ARM-software / ComputeLibrary

The Compute Library is a set of computer vision and machine learning functions optimised for both Arm CPUs and GPUs using SIMD technologies.
2.87k stars 783 forks source link

Depthwise convolution operator doesn't support shapes with dilation #1051

Closed snadampal closed 1 year ago

snadampal commented 1 year ago

Output of 'strings libarm_compute.so | grep arm_compute_version': arm_compute_version=v23.02.1 Build options: {'Werror': '1', 'debug': '0', 'neon': '1', 'opencl': '0', 'os': 'linux', 'openmp': '1', 'cppthreads': '0', 'arch': 'armv8.2-a', 'multi_isa': '1', 'build': 'native'} Git hash=b'd8bf9b53752a4f573120cf51b31055de8b3c7d29'

Platform: AWS Graviton3

Operating System: Ubuntu 20.04

Problem description: Convolution shapes with dilation are not supported by ACL gemm kernels. eg: g512mb1_ic512oc512_ih1oh1kh1sh1dh0ph0_iw104ow104kw87sw1dw1pw86

The shape is processed by DepthwiseConv2d optimized kernel if dilation is set to zero. eg: g512mb1_ic512oc512_ih1oh1kh1sh1dh0ph0_iw104ow104kw87sw1dw0pw86

ACL is rejecting the shape because the destination tensor dimensions are not matching for the dilated one vs the original. here is the check: https://github.com/ARM-software/ComputeLibrary/blob/main/src/cpu/kernels/internal/CpuDepthwiseConv2dAssemblyWrapperKernel.cpp#L298

 if(dst->total_size() > 0)
    {
            const TensorShape dst_shape = misc::shape_calculator::compute_depthwise_convolution_shape(*src, *weights, info);
        ARM_COMPUTE_RETURN_ERROR_ON_MISMATCHING_DIMENSIONS(dst->tensor_shape(), dst_shape);
        ARM_COMPUTE_RETURN_ERROR_ON_MISMATCHING_DATA_TYPES(src, dst);
    }

resulted from https://github.com/ARM-software/ComputeLibrary/blob/main/arm_compute/core/Validate.h#LL51C11-L51C11

{
    for(unsigned int i = upper_dim; i < arm_compute::Dimensions<T>::num_max_dimensions; ++i)
    {
        if(dim1[i] != dim2[i])
        {
            return true;
        }
    }

the dilation is increasing the dimensions and hence not matching to the original destination.
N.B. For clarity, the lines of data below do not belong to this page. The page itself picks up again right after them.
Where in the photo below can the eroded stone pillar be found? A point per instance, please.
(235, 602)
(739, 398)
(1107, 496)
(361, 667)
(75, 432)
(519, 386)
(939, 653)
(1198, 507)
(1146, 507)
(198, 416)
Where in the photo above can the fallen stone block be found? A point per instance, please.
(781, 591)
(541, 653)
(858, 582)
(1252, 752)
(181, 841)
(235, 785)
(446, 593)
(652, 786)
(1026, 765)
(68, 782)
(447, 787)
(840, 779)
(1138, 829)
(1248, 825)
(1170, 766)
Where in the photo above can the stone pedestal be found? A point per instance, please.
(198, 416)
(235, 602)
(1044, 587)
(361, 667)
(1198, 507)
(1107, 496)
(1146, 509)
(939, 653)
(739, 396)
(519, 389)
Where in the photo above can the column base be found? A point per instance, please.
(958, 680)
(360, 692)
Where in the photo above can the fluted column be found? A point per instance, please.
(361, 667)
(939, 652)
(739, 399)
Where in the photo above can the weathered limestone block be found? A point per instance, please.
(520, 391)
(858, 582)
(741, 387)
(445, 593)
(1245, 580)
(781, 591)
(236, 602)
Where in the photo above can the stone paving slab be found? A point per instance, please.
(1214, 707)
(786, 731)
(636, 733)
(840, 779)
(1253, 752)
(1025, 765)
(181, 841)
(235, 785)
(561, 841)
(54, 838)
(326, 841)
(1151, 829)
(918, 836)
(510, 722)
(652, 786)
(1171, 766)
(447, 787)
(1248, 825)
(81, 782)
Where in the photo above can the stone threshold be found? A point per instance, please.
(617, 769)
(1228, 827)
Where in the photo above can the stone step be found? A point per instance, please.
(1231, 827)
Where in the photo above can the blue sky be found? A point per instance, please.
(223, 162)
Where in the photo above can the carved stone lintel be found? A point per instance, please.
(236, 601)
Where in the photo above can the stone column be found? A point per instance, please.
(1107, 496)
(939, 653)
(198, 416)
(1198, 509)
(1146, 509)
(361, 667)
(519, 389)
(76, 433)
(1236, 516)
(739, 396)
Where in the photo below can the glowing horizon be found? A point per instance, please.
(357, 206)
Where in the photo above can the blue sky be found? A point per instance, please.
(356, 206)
code to reproduce the issue: I have used 'benchdnn' utility from oneDNN

export DNNL_VERBOSE=1
/oneDNN/build/tests/benchdnn$ ./benchdnn --conv --stag=any --dtag=any --wtag=any g512mb1_ic512oc512_ih1oh1kh1sh1dh0ph0_iw104ow104kw87sw1dw1pw86

Questions

  1. Is the dilation not supported in ACL kernels?
  2. or does it need a different configuration?
  3. what other options do I have to be able to process these shapes with optimized ACL kernels.
morgolock commented 1 year ago

Hi @snadampal

Dilation is supported in DWC in the Neon backend.

You have to specify the dilation with the argument const ConvolutionInfo &info in https://github.com/ARM-software/ComputeLibrary/blob/main/src/cpu/operators/CpuDepthwiseConv2d.h#L59

See

2284 struct ConvolutionInfo
2285 {
2286     ConvolutionInfo() = default;
2287     ConvolutionInfo(const PadStrideInfo &pad_stride_info, unsigned int depth_multiplier, const ActivationLayerInfo &act_info, const Size2D &dilation)
2288         : pad_stride_info(pad_stride_info), depth_multiplier(depth_multiplier), act_info(act_info), dilation(dilation)
2289     {
2290     }
2291     PadStrideInfo       pad_stride_info{};        /**< Convolution info (Pads, strides,...) */
2292     unsigned int        depth_multiplier{ 1 };    /**< Multiplier to apply to input's depth to retrieve the output depth. Defaults to 1 */
2293     ActivationLayerInfo act_info{};               /**< Fused activation to apply after convolution. */
2294     Size2D              dilation{ Size2D(1, 1) }; /**< Dilation, in elements, across x and y. Defaults to (1, 1). */
2295 };

We recently merged a patch to main which was not included in 23.02 that enables dilation in the assembly kernels, please have a look at it: https://review.mlplatform.org/c/ml/ComputeLibrary/+/8919

Hope this helps.

snadampal commented 1 year ago

@morgolock , Thanks for the prompt response and the details! I will give it a try.

snadampal commented 1 year ago

Hi @morgolock , I'm able to use that patch and got the shapes, with dilation, working with ACL depthwise convolution kernels. I had to set the dilation info properly during the validate and configure calls. I'm closing the issue now. Thanks you!